I can't say that I loved coffee back then, but I could clearly see that coffee played an important role in our family life. A fresh pot was made every morning. Cups were poured to welcome a friend, neighbor, or good customer to the table for conversation, support, or advice. Whatever words, tears, or laughter was shared at that table, a cup of coffee played a supporting role. A pot of coffee was always made on those nights that my step-father was working all night in a snow storm. My mother couldn't sleep ~ sipping coffee from a warm cup helped pass the time and calm the worries in the middle of the night.
There was loud banging and yelling at our door late one night ~ My grandfather's house next door was on fire. We all raced downstairs and naturally assumed our roles in this emergency. My step-father ran next door to try to contain the fire. My mother was understandably upset and panicked, but was able to call the volunteer fire department and my aunt and uncle for help. I went to the kitchen and put on a pot of coffee; I knew it would be a long night.
My personal relationship with coffee was solidified in college.
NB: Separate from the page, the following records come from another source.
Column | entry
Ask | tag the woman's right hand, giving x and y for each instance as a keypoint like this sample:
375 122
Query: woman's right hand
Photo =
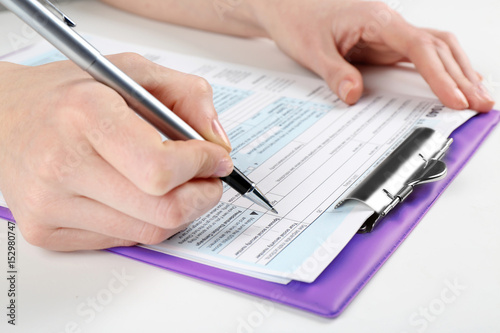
80 170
I drank it hot and black and it saw me through more all-night study sessions than I can count. In my professional work life, my coffee cup had its own special place on my desk next to my computer. Amazingly, I think I spilled coffee on the keyboard only once! I can't say the same about various articles of clothing.
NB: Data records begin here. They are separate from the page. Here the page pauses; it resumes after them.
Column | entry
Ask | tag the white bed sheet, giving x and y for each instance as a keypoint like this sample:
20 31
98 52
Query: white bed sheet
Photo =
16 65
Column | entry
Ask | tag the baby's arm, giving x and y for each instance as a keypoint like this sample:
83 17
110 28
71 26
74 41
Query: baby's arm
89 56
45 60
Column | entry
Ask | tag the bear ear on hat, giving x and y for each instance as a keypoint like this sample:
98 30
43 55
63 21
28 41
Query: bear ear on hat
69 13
When my husband and I were trying to start our family, my doctor suggested that I add more dairy to my diet. She said I could begin by adding cream to my coffee. Wow! What a fabulous suggestion! It has been my preferred way to drink coffee ever since!
So, I've only 'given up' coffee when forced:
- When I was pregnant and my body physically rejected my commitment. Once my babies had been born and then had stopped breast feeding, I renewed my commitment to coffee and its stimulating effects with vigor!
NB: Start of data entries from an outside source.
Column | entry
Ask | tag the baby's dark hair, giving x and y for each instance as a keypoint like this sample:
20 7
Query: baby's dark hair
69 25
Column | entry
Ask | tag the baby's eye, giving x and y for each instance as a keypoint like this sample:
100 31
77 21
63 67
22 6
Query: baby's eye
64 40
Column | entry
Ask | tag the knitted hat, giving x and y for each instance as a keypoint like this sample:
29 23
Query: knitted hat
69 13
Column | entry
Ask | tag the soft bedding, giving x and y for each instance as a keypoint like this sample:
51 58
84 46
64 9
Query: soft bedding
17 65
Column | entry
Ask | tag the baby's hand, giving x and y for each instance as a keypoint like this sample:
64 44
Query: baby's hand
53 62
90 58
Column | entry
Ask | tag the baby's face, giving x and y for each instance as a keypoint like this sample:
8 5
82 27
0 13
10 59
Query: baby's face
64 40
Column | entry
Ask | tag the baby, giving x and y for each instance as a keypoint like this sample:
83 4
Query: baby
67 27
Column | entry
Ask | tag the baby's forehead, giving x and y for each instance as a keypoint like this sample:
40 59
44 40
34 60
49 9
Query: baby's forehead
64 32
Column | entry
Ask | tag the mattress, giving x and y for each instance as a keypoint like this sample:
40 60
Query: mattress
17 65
- And when my doctor suggested going cold turkey on caffeine for 6 months to see if it made a difference in the pain and lumpiness of my breasts. Those were dark days of coffee, tea, and chocolate deprivation. No change in the pain and lumpiness after 6 months ~ I couldn't get to the coffee and chocolate fast enough!
Like my mother years ago, I have found sharing a cup of coffee to be a wonderful way to connect with others. It provides a great opening when you want to get to know someone better ~ "Want to grab a cup of coffee sometime?" Or, "Let's get together for coffee - Soon!" could be code for "I miss you and want to catch up!"
My daughter asked me the other day, "Exactly how many cups of coffee do you drink a day?" My answer was "Just one, never empty till the end of the day, cup!" She was not impressed, as noted by her rolling eyes. Now, as much as I love and need my coffee, I could never love it more than I love my family ~ But, it could get a little tense and messy should they decide to block my path to the coffee pot first thing in the morning!